The reason for this is to stop the potential spread of a superbug that, evidence suggests, could be spread from cats and dogs to humans.
Scientists are expressing these concerns as some of these superbugs are resistant to antibiotics.
The bugs in question spread from the pets to the owners via the pet their licking their owners’ face after it has licked its bottom beforehand.
Scientists conducted a study of stool samples from dogs, cats, and people and discovered numerous “bacteria of concern.”
They found one cat, 14 dogs, and 15 humans were positive for the drug resistant bacteria E. coli.
These bacteria are known to be resistant to penicillin.
Dr Julianna Menezes, author of the study, said risk factors included “kissing, licking the owner’s face, or eating from the owner’s plate.”
Dr Menezes added: “Although the level of sharing from the households we have studied is low, healthy carriers can shed bacteria into their environment for months, and they can be a source of infection for other more vulnerable people and animals such as the elderly and pregnant women.
“Previous studies have linked the close contact factors between pets and their owners to the sharing of bacteria (whether resistant or not).
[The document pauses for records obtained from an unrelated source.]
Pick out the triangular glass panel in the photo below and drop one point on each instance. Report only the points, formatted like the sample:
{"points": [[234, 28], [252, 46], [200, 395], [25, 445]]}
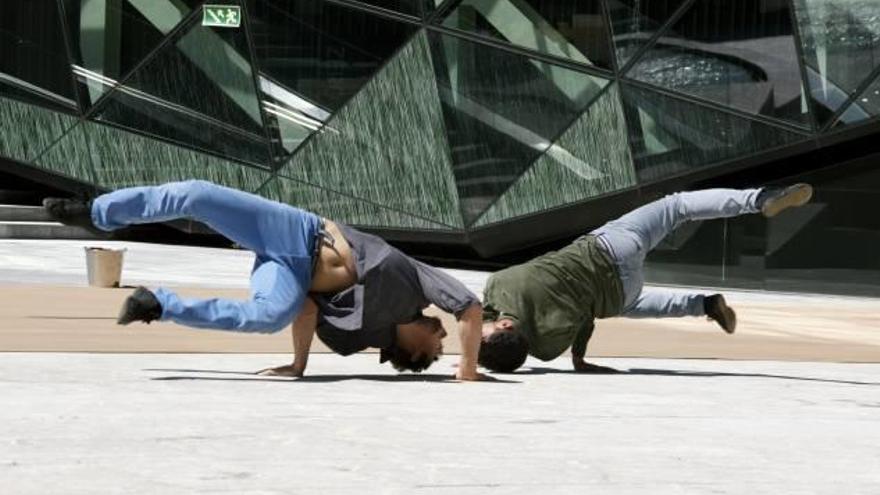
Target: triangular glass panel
{"points": [[112, 158], [386, 146], [27, 131], [110, 37], [866, 106], [342, 208], [33, 59], [744, 58], [198, 91], [571, 30], [502, 110], [670, 136], [591, 158], [313, 58], [415, 8], [634, 22], [841, 41]]}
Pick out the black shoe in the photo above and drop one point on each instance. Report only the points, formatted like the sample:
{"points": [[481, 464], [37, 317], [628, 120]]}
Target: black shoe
{"points": [[75, 212], [717, 309], [771, 201], [141, 305]]}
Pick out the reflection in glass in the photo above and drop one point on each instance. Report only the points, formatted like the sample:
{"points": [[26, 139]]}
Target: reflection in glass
{"points": [[865, 106], [733, 53], [502, 111], [841, 46], [572, 30], [110, 37], [313, 58], [417, 8], [198, 91], [33, 59], [592, 157], [386, 145], [671, 136], [634, 22], [798, 251]]}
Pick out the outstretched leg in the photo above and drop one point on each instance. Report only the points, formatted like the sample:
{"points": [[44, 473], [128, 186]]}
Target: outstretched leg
{"points": [[629, 238], [277, 295], [255, 223], [664, 303]]}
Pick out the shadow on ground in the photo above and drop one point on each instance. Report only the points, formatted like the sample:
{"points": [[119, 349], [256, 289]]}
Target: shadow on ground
{"points": [[248, 376], [693, 374]]}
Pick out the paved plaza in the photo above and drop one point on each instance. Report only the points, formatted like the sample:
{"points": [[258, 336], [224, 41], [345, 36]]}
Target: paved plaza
{"points": [[148, 423], [790, 404]]}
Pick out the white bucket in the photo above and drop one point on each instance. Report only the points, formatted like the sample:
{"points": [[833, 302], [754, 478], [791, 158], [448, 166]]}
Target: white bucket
{"points": [[104, 266]]}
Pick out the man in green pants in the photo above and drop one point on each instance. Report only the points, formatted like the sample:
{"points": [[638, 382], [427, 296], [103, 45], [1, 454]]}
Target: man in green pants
{"points": [[549, 304]]}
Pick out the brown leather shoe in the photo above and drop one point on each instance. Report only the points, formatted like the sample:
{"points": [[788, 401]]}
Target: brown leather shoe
{"points": [[717, 309], [771, 201]]}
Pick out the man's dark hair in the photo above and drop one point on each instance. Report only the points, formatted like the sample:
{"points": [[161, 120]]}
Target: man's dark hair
{"points": [[504, 352], [402, 360]]}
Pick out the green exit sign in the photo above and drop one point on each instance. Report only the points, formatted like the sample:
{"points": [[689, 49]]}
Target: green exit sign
{"points": [[221, 15]]}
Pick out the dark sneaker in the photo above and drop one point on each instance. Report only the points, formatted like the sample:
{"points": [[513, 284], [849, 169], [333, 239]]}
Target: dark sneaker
{"points": [[141, 305], [771, 201], [717, 309], [75, 212]]}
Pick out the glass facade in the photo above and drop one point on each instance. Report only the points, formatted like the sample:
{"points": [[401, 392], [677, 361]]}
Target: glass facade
{"points": [[466, 118]]}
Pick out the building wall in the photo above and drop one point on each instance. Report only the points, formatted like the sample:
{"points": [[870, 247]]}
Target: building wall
{"points": [[463, 121]]}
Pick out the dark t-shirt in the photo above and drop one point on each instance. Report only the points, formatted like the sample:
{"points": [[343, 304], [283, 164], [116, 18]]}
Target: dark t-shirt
{"points": [[392, 288]]}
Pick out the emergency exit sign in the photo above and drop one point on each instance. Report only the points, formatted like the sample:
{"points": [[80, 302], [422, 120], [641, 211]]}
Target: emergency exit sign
{"points": [[221, 15]]}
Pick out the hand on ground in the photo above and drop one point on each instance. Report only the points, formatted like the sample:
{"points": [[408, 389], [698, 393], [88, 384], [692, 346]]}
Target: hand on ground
{"points": [[582, 366], [471, 376], [291, 370]]}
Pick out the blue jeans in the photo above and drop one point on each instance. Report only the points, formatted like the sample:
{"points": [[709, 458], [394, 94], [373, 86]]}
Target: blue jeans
{"points": [[629, 239], [282, 237]]}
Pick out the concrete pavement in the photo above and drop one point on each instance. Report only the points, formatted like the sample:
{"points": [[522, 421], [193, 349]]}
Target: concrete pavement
{"points": [[145, 424]]}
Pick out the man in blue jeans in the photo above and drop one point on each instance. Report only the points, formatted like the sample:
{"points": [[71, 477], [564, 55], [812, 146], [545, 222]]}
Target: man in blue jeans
{"points": [[548, 304], [351, 288]]}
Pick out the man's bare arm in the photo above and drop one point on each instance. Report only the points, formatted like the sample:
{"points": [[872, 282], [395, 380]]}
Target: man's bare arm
{"points": [[579, 350], [470, 329], [302, 332]]}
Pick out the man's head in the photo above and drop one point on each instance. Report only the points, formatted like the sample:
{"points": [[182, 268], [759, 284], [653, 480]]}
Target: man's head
{"points": [[418, 344], [504, 348]]}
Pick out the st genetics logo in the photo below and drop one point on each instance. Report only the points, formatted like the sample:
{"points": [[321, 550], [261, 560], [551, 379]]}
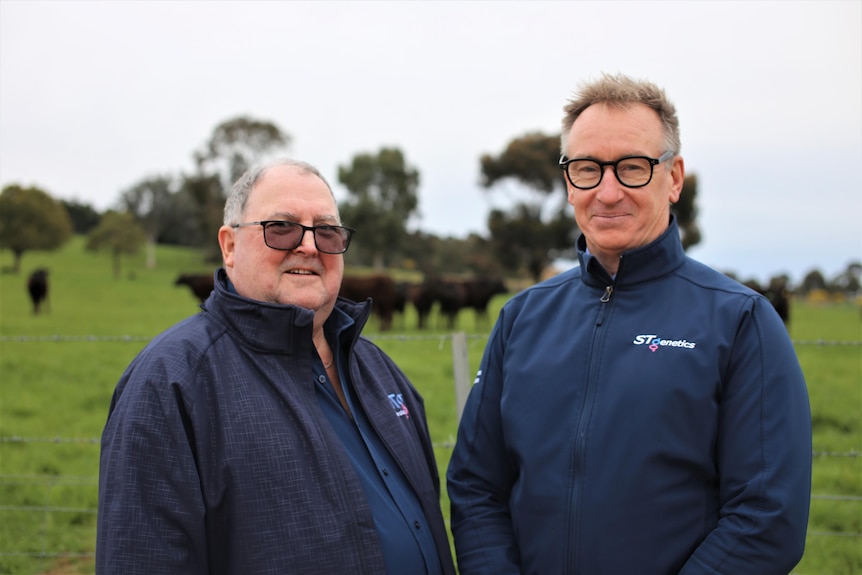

These risk factors include kissing, licking the owner’s face or eating from the owner’s plate.
“To reduce the spread of these bacteria within the household, it would be necessary to reduce this close relationship between the owners and their pets, and also to have greater hygiene practices.”
Meanwhile, Britons are being encouraged to try a controversial new animal as a pet.
The RSPCA is trying to change the reputation of the rat by recommending them as pets to the UK population.
Famous for spreading the plague, rats have not enjoyed the best reputation in recent years.
Now the RSPCA has said they are “sociable, intelligent, and friendly” and as a result, would make excellent companions.
Rat Welfare expert Dr Jane Tyson added: “Rats are incredibly intelligent animals who can be trained to count, fetch a ball and high-five a human.
“Some have even been trained to safely locate landmines in war zones so that they can be removed.
“Sadly, rats have a bad reputation for being dirty animals but this is not the case. Rats are actually very clean animals and will spend hours grooming themselves.
“They are also intelligent and highly sociable, forming strong bonds with other rats and with their human companions. They certainly don’t deserve their bad reputation.”